Pier Paolo Pasolini was an Italian film director that did not shy away from his deeply felt beliefs when making movies. A self confessed atheist and Marxist who led a gay lifestyle and was expelled from his beloved Communist Party because of a scandal involving alleged sexual activities with adolescent boys. Pasolini was murdered in 1975 under suspicious circumstances that may have been related to his homosexuality.

The Decameron (1970) is the first film in what became known as his trilogy of life (the other two being The Canterbury Tales 1972 and Arabian Nights 1974) and is a lavish historical pageant. A portmanteau film based on ten stories from the 14th century by Giovaai Boccaccio described on the BFI DVD release as “tales full of bawdy humor, earthly spirit, a romp through tales of sex and death of lusty nuns and priests, cuckolded husbands murdered lovers and grave robbers” Best described as playful and full of life, the cast was handpicked and almost wholly non-professional.

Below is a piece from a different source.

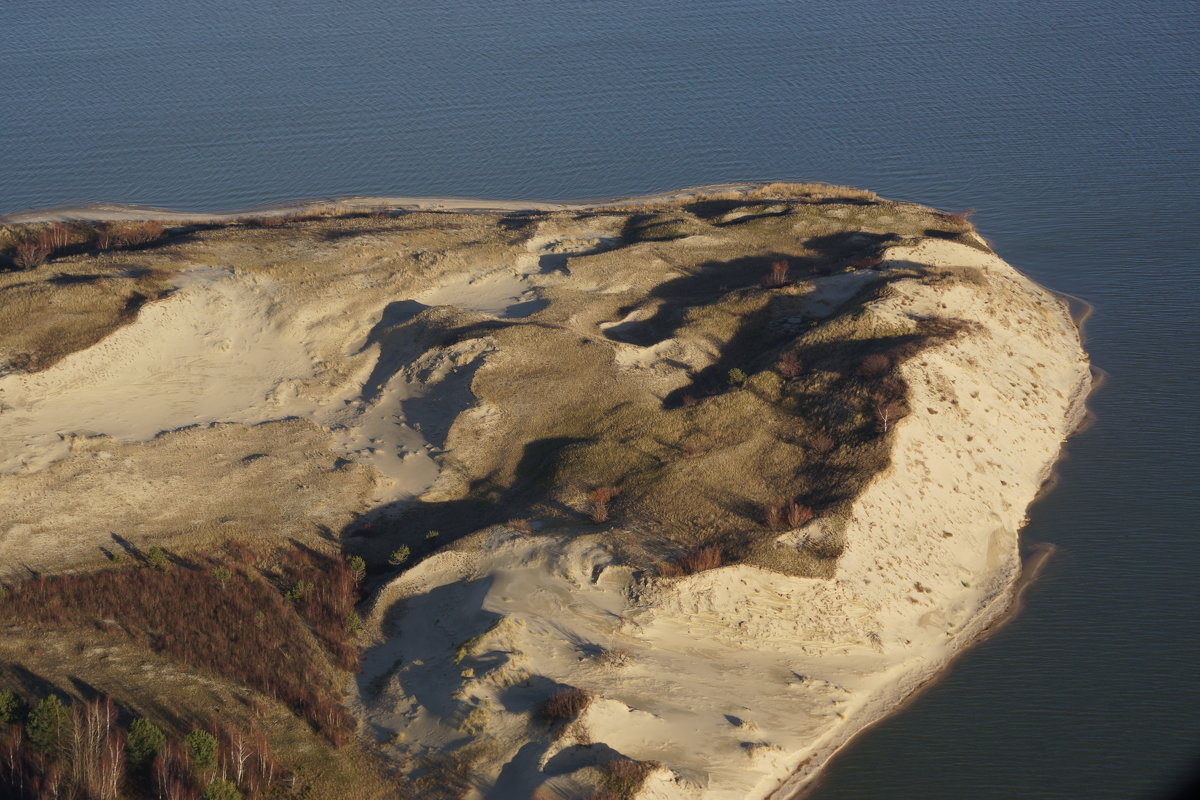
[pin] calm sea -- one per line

It’s indeed a departure from the two films that originally brought Pasolini to my attention, the 1968 Theorem (I have included a earlier ramble below) and his final and most controversial film Salo (1975) a film based on the Marquis de Sade novel 120 Days of Sodom with its setting transposed to Mussolini’s miniature Fascist Republic of Salo, Italy in 1944. Both films confirming that some movies warrant being described as art.

Theorem 1968.

Silvana Mangano.
On the face of it Theorem, Pier Paolo Pasolini’s 1968 film is a simple story. A mysterious stranger, the guest, played by Terence Stamp, arrives at a bourgeois household in Milan where he successively seduces the son, the mother (The exquisite Italian actress Silvana Mangano) the daughter, the father and the maid! As a result of this so called divine intervention, the father hands his factory to its workers, the mother gives herself to random sexual encounters, the son expresses himself by a form of modern art and the daughter gets taken away by men in white coats, while the maid becomes a miracle performing saint. It’s a film about loneliness, sexual repression and self-discovery and is punctuated by shots of a windswept volcanic wilderness which I understand represents ‘The bleak wilderness of the soul’ the dialogue is particularly sparse but this interesting and compelling movie is a visual treat.